In a double blow, the number of vacancies have fallen to the lowest level for 18 months.
The rate of UK unemployment rose to 3.9% in the three months to March, up from 3.8% in the previous quarter, the Office for National Statistics (ONS) said.
Most economists had expected the rate to remain unchanged at 3.8%.
The figures show the unemployment rate is at its highest level since the three months to January 2022.
The number of vacancies fell by 55,000 quarter on quarter to 1.08 million in the three months to April, marking the 10th fall in a row.
The ONS said this reflects “uncertainty across industries, as survey respondents continue to cite economic pressures as a factor in holding back on recruitment”.
But the figures also showed a rise in the employment rate to 75.9% and a fall in inactivity as more men in particular starting looking for work.
In another sign of a flagging jobs market, the more timely Pay As You Earn (PAYE) figures showed the first fall in workers on payrolls since February 2021, down 136,000 to 29.8 million.
Darren Morgan, director of economic statistics at the ONS, said: “Employment and unemployment both rose again in the first three months of 2023, driven in particular by men.
“This means the number of those neither working nor looking for work continues to fall, although the number of people not working due to long-term sickness rose again, to a new record.
“Despite continued growth in pay, people’s average earnings are still being outstripped by rising prices.”
Reacting to the figures, Chancellor Jeremy Hunt said: “It’s encouraging that the unemployment rate remains historically low but difficulty in finding staff and rising prices are a worry for many families and businesses.

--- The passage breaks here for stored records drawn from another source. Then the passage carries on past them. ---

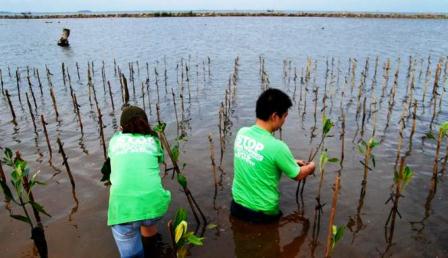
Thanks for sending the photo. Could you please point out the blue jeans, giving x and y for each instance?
(128, 238)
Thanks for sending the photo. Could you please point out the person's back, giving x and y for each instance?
(260, 159)
(136, 192)
(137, 199)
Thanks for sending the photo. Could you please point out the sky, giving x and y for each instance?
(438, 6)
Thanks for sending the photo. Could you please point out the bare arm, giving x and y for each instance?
(306, 169)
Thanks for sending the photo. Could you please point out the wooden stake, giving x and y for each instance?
(11, 107)
(111, 96)
(53, 99)
(101, 125)
(212, 158)
(44, 125)
(31, 112)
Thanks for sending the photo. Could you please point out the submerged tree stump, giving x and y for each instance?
(63, 41)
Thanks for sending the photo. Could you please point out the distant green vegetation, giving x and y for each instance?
(84, 14)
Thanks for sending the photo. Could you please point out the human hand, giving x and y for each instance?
(301, 162)
(306, 170)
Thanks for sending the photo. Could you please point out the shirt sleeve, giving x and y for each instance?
(161, 153)
(286, 162)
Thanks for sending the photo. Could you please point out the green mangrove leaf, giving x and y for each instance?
(430, 135)
(327, 125)
(361, 148)
(333, 160)
(180, 230)
(6, 191)
(195, 240)
(182, 180)
(21, 218)
(373, 143)
(407, 175)
(175, 152)
(181, 215)
(39, 208)
(212, 226)
(373, 160)
(160, 127)
(323, 160)
(8, 153)
(444, 128)
(396, 177)
(338, 233)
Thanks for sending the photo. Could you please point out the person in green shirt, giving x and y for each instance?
(137, 199)
(260, 159)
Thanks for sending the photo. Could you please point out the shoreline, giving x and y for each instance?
(87, 15)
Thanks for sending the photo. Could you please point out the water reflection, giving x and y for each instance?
(255, 240)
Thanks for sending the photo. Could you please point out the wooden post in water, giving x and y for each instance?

“That’s why we must stick to our plan to halve inflation and help families with the cost of living, while delivering our childcare reforms and supporting older people and disabled people who want to work.”
The Liberal Democrats said the latest Office for National Statistics unemployment and earnings figures showed the Tories were “out of touch”.
Lib Dem Treasury spokesperson Sarah Olney said: “This is a damning verdict on the government’s attempt to ease the cost-of-living crisis.
"The Conservative Government is proving to be completely out of touch and out of ideas when it comes to rising prices.
“Behind these grim figures are families and pensioners struggling to pay their bills.
"Jeremy Hunt must immediately launch a plan to bring down food prices and bring down energy costs for businesses. There is no time to waste in ending this crisis.”
The data also laid bare the impact of strikes across Britain, with 556,000 working days lost due industrial action in March, up from 332,000 in February.
But the pay gap between public and private sector is narrowing.
The ONS said average regular pay growth for the private sector stood at 7% in the three months to March and 5.6% for public sector workers – with the latter being the largest since August to October 2003.
The figures showed the number of unemployed Britons rose by 60,000 to 1.3 million in the three months to March, while those in employment also lifted – by 182,000 to 33 million.